Siamo tornati in piazza con una suora anziana in braccio perché non riusciva a camminare. A questo punto pure i vigili erano spaventati. Abbiamo detto ad alta voce a tutti di pregare, e visto che non si scuotevano abbiamo insistito gridando come Giovanni Battista: «Pregate, confessatevi, oggi potrebbe essere il vostro ultimo giorno, pentitevi dei vostri peccati». Ma pochi pregavano. Pochi si confessavano. Padre Basilio guidava il Rosario ma oltre alle suore poche persone lo accompagnavano. Forse erano spaventate dalla paura, o ancora peggio, avevano perso l’abitudine, non sapevano come fare, come pregare. Ma erano vivi. Questa era la cosa importante. E forse questa esperienza, se non subito, speriamo alla fine li farà ritornare alla preghiera, a Dio.

Abbiamo poi ripreso la ricerca degli abitanti con i vigili, andando di casa in casa, trascinando fuori vecchiette che non volevano uscire. Eravamo pronti per dare l’estrema unzione alle vittime, ma sorprendentemente non ce n’era nessuna… Com’era possibile? Tutte le chiese e molti altri edifici erano crollati, c’era polvere dappertutto… ma dov’erano i morti? Padre Martino ed io ci chiedevamo come mai.

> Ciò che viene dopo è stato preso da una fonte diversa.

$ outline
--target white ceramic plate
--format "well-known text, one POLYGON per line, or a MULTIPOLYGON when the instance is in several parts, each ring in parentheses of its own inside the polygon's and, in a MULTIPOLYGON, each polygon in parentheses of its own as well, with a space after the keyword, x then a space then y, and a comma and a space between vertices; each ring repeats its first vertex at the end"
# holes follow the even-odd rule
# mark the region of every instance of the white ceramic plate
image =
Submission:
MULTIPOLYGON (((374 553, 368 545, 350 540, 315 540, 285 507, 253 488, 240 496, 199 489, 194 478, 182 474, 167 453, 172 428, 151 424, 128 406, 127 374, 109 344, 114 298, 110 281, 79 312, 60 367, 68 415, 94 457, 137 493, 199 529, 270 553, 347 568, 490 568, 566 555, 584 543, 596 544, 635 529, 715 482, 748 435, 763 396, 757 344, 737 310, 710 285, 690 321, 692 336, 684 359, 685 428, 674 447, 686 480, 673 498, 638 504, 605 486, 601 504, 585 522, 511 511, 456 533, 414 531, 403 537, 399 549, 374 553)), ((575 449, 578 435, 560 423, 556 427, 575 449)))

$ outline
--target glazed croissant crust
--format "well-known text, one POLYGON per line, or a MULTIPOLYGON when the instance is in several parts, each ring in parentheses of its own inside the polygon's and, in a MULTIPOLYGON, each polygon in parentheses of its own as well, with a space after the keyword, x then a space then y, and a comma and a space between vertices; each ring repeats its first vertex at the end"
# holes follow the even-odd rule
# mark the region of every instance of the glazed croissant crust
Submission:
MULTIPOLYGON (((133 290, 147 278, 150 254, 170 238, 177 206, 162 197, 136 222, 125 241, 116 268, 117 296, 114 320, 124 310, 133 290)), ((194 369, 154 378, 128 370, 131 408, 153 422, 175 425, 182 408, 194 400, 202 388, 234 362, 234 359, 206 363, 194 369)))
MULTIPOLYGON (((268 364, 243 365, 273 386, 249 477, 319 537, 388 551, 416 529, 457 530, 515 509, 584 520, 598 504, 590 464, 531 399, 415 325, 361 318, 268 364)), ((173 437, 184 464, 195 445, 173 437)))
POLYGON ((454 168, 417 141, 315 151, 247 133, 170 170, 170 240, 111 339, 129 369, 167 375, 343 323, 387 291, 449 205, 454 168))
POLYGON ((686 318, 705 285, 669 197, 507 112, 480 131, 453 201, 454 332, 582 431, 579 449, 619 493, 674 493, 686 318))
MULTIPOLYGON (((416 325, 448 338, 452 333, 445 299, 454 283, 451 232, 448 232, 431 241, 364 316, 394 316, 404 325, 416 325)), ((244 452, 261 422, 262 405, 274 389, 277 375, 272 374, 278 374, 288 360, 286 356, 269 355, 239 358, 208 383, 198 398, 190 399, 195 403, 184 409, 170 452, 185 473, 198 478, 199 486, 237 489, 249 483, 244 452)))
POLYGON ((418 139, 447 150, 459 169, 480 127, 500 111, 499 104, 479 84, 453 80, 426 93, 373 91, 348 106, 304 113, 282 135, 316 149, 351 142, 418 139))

Forse tutti erano sotto le macerie?

Il faro salvifico del popolo
A poco a poco però, soprattutto quando sono arrivate le grandi ruspe per togliere le macerie e aprire una strada di uscita, ci siamo resi conto che nonostante i crolli dappertutto, nonostante la straordinaria distruzione di tutte le chiese e di tanti edifici, san Benedetto aveva fatto un miracolo. Prendendo su di sé i peccati della città, come Cristo per il mondo, la Basilica costruita sulla sua casa è crollata, ma nessuna vita è andata persa. È voluto intervenire insieme a Dio per dare a tutti, e soprattutto a noi monaci, la possibilità di una vita nuova, la possibilità di correggere i nostri errori e così prepararci meglio per la nostra morte.

I disastri della natura ci lasciano sempre senza parole. Per un terremoto, diversamente da altri tipi di calamità naturali (cicloni, tempeste, incendi), non c’è nessun preavviso. Uno non si può preparare. A Norcia però san Benedetto è divenuto il faro salvifico del popolo.

Gradualmente, dal 24 agosto fino al 26 ottobre, a causa dei danni provocati dai crescenti eventi sismici, la città si era quasi del tutto svuotata dei suoi abitanti, monaci compresi, in modo che, quando finalmente arrivò quel giorno fatidico del 30 ottobre, il Santo Patrono dell’Europa, alla cui vita (non lo dimentichiamo!) fu attentato ben due volte (una volta da parte dei cattivi monaci di Vicovaro, un’altra dal parroco vicino al suo monastero), è divenuto il parafulmine, prendendo su di sé la colpa del terremoto, salvando così la città e tante vite. Per questo, e per molti altri miracoli legati ai terremoti del 2016, Te Deum laudamus.